Dir. Alex Gibney, USA, 2014
Oscar-winning documentarian Alex Gibney’s Finding Fela is an unprecedented look at the life and legacy of afrobeat founder Fela Kuti. (Full disclosure: Okayafrica is an executive producer.) Interspersed with newly-uncovered footage and interviews with the people that knew Fela best, the film follows the cast of the Broadway show Fela! as they prepare to take the musical to Lagos to perform for the Kuti family at the New Afrika Shrine. Finding Fela had its world premiere at Sundance 2014.
Jimmy Goes to Nollywood
Dir. Rachid Dhibou and Jimmy Jean-Louis, Haiti, 2015
The “Jimmy” in Jimmy Goes to Nollywood is Jimmy Jean-Louis, the Haitian actor best known for playing “the Haitian” on Heroes. In April 2012, Jean-Louis found himself in Lagos as the host of the Africa Movie Academy Awards. It was during that time that he began to meet with filmmakers and fellow actors in Nigeria and Ghana—these interviews, with the likes of O.C. Ukeje, Isaiah Washington, Lynn Whitfield, Akin Omotoso, Majid Michel, Hakeem Kae-Kazim, Leila Djansi, Ebbe Bassey, Ama K. Abebrese and many more, form the backbone of this 52-minute documentary, which Jean-Louis co-directed alongside Rachid Dhibou.
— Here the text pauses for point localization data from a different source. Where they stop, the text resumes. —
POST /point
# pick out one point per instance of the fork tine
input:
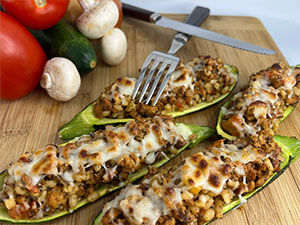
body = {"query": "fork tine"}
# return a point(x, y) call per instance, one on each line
point(142, 74)
point(165, 81)
point(149, 77)
point(156, 80)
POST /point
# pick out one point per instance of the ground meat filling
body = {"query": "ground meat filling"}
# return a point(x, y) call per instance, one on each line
point(261, 106)
point(203, 79)
point(196, 191)
point(57, 178)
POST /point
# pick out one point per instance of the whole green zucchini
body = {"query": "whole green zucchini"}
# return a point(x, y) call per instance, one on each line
point(201, 132)
point(65, 41)
point(226, 105)
point(290, 151)
point(85, 120)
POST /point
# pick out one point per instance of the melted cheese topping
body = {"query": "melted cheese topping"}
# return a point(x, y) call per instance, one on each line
point(42, 162)
point(202, 171)
point(184, 76)
point(116, 143)
point(260, 98)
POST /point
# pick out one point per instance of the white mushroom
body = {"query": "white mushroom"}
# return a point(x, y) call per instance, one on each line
point(98, 17)
point(61, 79)
point(113, 46)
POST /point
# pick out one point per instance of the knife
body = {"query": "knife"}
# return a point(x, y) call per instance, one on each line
point(197, 16)
point(148, 16)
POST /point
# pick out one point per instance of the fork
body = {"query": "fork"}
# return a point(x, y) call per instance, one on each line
point(165, 60)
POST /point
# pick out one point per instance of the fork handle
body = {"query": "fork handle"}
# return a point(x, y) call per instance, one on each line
point(137, 13)
point(197, 16)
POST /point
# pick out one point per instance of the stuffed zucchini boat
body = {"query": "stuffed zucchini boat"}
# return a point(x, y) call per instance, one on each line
point(56, 180)
point(204, 186)
point(196, 85)
point(271, 96)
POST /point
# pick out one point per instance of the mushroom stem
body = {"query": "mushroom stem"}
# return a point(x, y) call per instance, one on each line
point(86, 4)
point(46, 80)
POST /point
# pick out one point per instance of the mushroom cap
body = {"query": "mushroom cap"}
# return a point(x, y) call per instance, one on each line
point(113, 46)
point(61, 79)
point(97, 20)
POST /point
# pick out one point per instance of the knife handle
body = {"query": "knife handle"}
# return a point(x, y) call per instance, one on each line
point(137, 13)
point(197, 16)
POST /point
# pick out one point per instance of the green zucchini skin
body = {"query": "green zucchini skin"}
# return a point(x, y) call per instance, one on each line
point(202, 133)
point(221, 115)
point(85, 120)
point(290, 151)
point(65, 41)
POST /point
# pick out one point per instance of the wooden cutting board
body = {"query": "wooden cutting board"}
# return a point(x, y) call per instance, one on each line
point(33, 121)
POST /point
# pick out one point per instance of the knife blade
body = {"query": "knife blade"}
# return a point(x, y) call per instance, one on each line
point(148, 16)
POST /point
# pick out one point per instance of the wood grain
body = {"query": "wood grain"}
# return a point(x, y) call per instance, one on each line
point(33, 121)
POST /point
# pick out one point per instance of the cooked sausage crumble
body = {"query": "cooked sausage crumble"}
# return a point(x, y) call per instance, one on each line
point(203, 79)
point(56, 178)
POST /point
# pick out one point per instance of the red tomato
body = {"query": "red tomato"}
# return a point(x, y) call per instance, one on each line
point(22, 59)
point(36, 14)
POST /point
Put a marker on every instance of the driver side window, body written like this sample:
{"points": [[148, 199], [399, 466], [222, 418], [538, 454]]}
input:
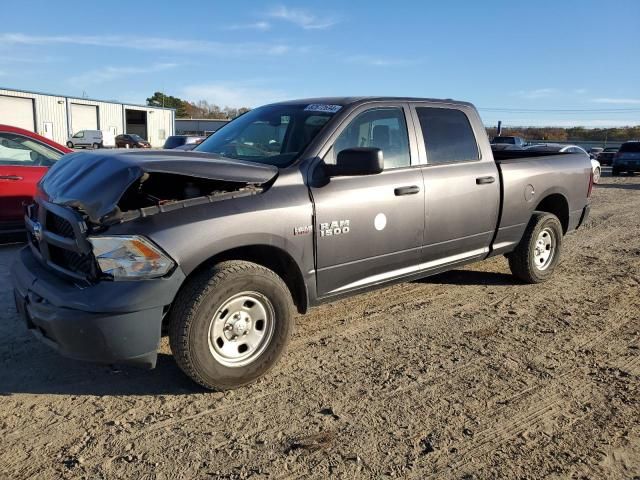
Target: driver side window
{"points": [[383, 128], [22, 151]]}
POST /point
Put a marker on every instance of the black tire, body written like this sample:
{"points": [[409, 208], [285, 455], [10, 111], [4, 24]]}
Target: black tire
{"points": [[523, 260], [192, 317]]}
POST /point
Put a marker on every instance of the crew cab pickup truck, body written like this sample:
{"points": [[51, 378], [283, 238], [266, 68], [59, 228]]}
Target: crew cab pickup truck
{"points": [[288, 206]]}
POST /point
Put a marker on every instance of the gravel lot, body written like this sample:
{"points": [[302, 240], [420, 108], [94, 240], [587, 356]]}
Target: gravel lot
{"points": [[464, 375]]}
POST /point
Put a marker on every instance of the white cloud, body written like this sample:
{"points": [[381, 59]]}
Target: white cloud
{"points": [[537, 93], [302, 18], [228, 95], [40, 59], [106, 74], [151, 43], [260, 26], [618, 101], [378, 61]]}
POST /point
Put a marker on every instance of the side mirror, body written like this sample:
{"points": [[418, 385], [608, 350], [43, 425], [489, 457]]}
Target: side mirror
{"points": [[357, 161]]}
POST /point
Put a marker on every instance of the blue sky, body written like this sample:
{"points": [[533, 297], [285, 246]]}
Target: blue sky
{"points": [[556, 62]]}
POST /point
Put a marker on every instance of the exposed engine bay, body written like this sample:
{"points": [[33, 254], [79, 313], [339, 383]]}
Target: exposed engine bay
{"points": [[161, 192], [114, 187]]}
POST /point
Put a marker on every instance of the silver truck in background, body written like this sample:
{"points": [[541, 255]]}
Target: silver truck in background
{"points": [[288, 206]]}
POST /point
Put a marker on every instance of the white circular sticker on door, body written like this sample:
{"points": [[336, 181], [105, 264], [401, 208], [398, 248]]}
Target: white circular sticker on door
{"points": [[380, 221]]}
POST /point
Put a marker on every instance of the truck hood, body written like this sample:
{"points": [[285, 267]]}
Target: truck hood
{"points": [[95, 182]]}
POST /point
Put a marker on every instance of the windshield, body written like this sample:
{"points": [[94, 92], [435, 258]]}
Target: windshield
{"points": [[175, 141], [632, 147], [274, 134], [510, 140]]}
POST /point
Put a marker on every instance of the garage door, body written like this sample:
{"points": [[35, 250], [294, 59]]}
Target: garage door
{"points": [[84, 117], [17, 112]]}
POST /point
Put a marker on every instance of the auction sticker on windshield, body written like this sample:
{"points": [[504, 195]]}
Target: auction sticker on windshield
{"points": [[321, 107]]}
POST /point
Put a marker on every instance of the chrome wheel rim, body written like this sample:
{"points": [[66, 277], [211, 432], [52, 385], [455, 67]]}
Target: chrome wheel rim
{"points": [[241, 329], [544, 249]]}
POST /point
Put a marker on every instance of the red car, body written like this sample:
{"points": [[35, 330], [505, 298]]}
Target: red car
{"points": [[24, 158]]}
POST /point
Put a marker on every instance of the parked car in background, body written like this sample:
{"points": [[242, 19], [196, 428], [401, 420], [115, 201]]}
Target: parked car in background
{"points": [[596, 168], [500, 140], [606, 156], [24, 158], [91, 138], [178, 140], [595, 151], [627, 159], [131, 140], [187, 147]]}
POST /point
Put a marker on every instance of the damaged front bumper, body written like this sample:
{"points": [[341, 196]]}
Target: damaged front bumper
{"points": [[107, 322]]}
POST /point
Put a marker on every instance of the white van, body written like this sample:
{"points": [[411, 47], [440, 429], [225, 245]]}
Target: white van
{"points": [[92, 138]]}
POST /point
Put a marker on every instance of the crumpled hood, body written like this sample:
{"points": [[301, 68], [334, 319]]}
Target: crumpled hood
{"points": [[94, 182]]}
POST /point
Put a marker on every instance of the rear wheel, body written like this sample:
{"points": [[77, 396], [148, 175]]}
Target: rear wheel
{"points": [[230, 324], [538, 253]]}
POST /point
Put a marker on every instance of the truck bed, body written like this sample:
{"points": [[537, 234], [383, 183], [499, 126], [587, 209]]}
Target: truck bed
{"points": [[527, 179]]}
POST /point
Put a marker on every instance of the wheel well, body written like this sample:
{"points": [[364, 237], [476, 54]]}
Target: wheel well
{"points": [[558, 205], [272, 258]]}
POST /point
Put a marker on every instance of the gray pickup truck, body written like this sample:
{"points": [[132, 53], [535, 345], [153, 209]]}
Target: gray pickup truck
{"points": [[288, 206]]}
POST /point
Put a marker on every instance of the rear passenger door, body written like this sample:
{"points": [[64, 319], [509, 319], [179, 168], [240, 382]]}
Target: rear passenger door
{"points": [[369, 229], [462, 188]]}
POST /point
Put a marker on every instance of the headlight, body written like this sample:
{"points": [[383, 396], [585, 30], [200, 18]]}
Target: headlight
{"points": [[130, 257]]}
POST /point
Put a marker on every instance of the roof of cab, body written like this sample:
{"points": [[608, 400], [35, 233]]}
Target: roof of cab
{"points": [[344, 101]]}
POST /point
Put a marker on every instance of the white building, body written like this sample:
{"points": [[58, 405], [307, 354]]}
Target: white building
{"points": [[57, 116]]}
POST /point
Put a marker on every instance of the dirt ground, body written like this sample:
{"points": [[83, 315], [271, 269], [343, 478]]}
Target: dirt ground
{"points": [[464, 375]]}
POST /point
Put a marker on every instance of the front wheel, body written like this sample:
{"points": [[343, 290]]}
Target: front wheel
{"points": [[230, 324], [538, 252]]}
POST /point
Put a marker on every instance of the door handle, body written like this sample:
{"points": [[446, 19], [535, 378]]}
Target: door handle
{"points": [[485, 180], [412, 190]]}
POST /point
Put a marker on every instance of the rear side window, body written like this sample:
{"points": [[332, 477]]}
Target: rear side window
{"points": [[633, 147], [448, 137], [383, 128]]}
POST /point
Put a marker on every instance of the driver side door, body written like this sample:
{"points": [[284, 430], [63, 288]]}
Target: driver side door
{"points": [[369, 229]]}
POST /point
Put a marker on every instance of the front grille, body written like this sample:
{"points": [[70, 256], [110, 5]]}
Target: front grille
{"points": [[76, 262], [57, 236], [59, 225]]}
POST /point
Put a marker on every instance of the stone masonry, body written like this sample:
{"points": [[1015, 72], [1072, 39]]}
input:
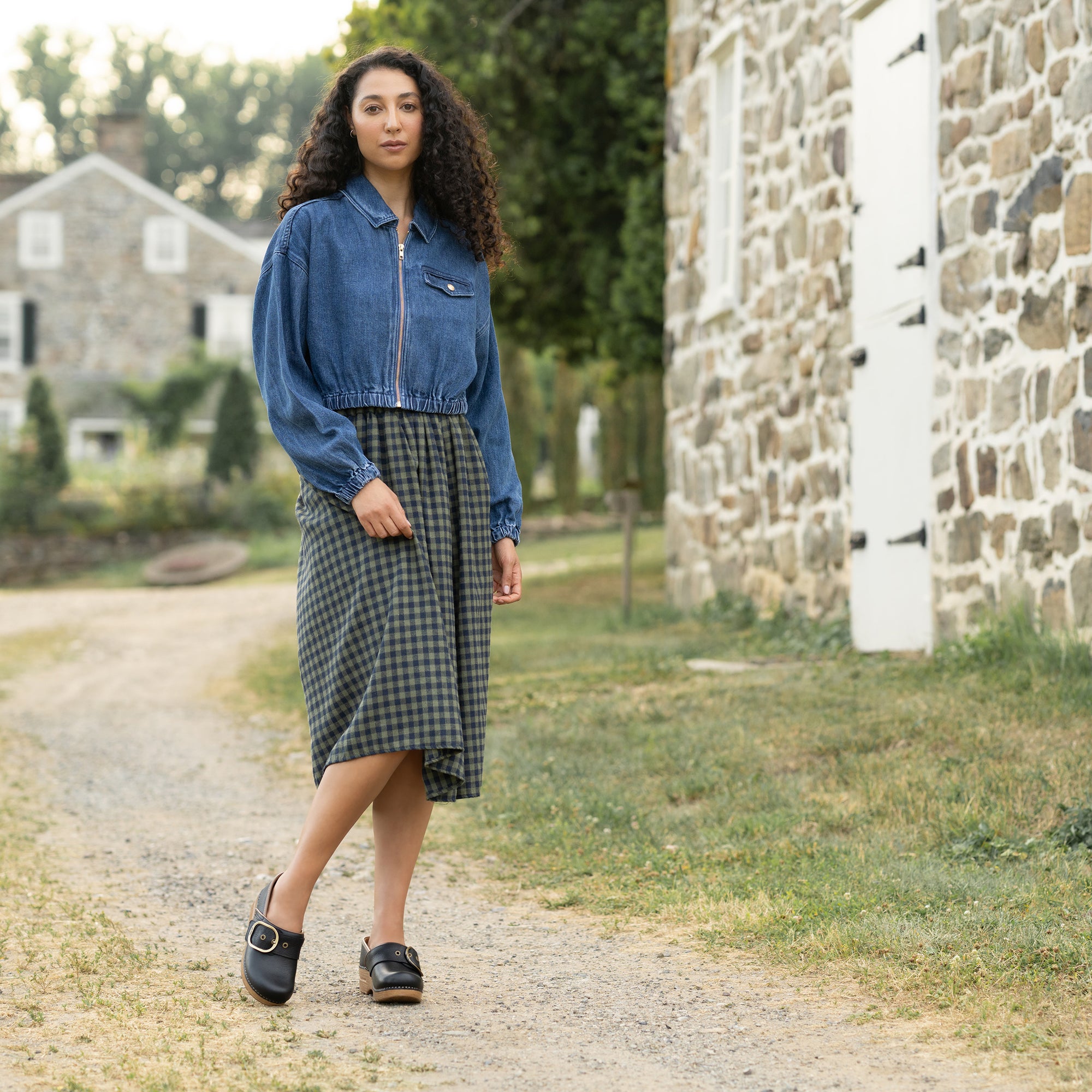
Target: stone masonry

Dir. Jehane Noujaim, Egypt, 2013
A Netflix original documentary, Egyptian-American filmmaker Jehane Noujaim’s The Square chronicles the Egyptian protest movement from the 2011 overthrow of military leader Hosni Mubarak to the ousting of Mohammed Morsi in 2013 through the stories of several young revolutionaries. The film had its premiere at Sundance 2013 and went on to receive a Best Documentary Feature nomination at the 2013 Academy Awards and win three Emmy Awards at the 2014 Primetime Creative Arts Emmy Awards.
Mandela, My Dad and Me
Dir. Daniel Vernon, UK, 2015
The “me” in Mandela, My Dad and Me is Idris Elba. In 2014, Elba offered UK BAFTA award-winning director Daniel Vernon unprecedented access to a year in the life of our favorite British star. The resulting film takes viewers inside the creation of Mi Mandela, an album which the actor recorded with South African musicians as a tribute to Nelson Mandela and his late father. It premiered at the 2015 London BFI Film Festival.